Ten workers exposed to 4,4'-MDA from 7 days to 2.5 months between 1967 and 1976 were followed. The concentration supposed to be inhaled ranged from 0.04-3.11 mg/m3. After developing acute jaundice the workers left the factory. Twenty-three years after intoxication, one worker was diagnosed with bladder cancer. Since the average latency period for aromatic amine-induced cancer has been suggested to be about 20 years, occurrence of bladder cancer has been observed in other persons occupationally exposed to 4,4'-MDA, and on the basis of animal data, the authors concluded that this finding added weight to the suggestion that 4,4'-MDA is carcinogenic in humans.

(Liss GM et al., Am J Ind Med 26, 117-24, 1994)

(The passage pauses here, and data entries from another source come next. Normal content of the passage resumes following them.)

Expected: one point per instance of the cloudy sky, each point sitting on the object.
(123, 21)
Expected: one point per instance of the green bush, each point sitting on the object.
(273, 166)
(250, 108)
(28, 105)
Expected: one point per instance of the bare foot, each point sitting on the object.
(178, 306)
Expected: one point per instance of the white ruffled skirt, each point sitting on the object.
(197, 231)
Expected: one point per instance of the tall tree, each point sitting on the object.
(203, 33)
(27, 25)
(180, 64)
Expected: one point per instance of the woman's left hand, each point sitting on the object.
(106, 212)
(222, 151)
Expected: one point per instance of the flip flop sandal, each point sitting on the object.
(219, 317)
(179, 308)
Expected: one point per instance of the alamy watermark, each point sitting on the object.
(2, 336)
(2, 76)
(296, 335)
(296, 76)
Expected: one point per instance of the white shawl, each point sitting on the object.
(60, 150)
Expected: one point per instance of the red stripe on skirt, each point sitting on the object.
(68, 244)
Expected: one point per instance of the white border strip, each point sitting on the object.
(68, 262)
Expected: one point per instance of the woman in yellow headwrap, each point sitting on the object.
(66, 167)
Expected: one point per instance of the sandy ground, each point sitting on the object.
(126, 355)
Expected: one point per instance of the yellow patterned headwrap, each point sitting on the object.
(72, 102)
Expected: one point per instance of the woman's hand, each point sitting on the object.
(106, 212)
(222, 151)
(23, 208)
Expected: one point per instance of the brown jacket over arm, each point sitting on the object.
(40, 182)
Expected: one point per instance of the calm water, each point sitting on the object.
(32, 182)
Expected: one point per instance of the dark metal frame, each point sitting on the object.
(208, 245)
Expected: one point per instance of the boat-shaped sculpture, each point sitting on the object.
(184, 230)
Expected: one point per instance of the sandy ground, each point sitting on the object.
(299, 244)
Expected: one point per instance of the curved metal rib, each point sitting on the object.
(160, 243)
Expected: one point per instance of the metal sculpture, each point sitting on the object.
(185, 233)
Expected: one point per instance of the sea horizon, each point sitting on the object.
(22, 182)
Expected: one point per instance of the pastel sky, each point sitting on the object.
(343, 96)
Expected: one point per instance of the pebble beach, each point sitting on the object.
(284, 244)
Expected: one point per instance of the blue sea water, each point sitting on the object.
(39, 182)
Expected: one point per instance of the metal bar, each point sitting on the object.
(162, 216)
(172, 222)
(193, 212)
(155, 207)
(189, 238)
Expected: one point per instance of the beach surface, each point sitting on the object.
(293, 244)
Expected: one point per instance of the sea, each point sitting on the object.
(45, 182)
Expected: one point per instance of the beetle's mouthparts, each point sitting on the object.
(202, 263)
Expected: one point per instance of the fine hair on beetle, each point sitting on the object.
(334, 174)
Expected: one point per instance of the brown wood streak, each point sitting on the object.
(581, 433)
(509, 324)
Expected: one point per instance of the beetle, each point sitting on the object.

A follow-up investigation of 179 white male deaths among employees with potential exposure to epoxy resins and amine hardeners who had ever worked for more than one month in areas with potential exposure to 4,4'-MDA was conducted. Forty-six persons of this group died with malign neoplasms. The proportional mortality rate amongst these persons revealed a statistically significant excess of cancer of the large intestine, cancer of the bladder, lymphosarcoma and reticulosarcoma compared to the whole population. In a proportional cancer mortality ratio analysis the excess of bladder cancer remained significantly elevated. On the basis of these findings, the U.S. National Institute for Occupational Safety and Health (NIOSH) suggested an association between bladder cancer and work in areas with past or present potential exposure to 4,4'-MDA.

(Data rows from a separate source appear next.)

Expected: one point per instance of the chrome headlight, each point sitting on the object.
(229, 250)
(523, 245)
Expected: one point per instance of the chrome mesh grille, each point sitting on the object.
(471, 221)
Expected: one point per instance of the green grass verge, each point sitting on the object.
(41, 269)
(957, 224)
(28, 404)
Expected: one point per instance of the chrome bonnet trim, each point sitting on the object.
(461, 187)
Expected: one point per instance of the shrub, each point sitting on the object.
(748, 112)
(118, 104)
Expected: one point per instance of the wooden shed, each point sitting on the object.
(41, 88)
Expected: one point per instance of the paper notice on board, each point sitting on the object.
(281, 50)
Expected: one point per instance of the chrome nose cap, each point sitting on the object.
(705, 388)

(NIOSH, HETA 82-146-1388, 1983)

Justification for classification or non-classification

A causal relationship has been established between 4,4’-MDA and an increased incidence of benign and malignant neoplasms in both sexes of the rat and mouse. The single cases of bladder cancer reported in humans do not represent sufficient evidence of carcinogenicity in humans. Overall, the available data represent sufficient evidence to demonstrate animal carcinogenicity (presumed human carcinogen) resulting in the classification and labeling of 4,4’-MDA as carcinogenic, cat 1B (H350: may cause cancer) under Regulation (EC) No 1272/2008, as amended for the tenth time in Regulation (EU) No 2017/776.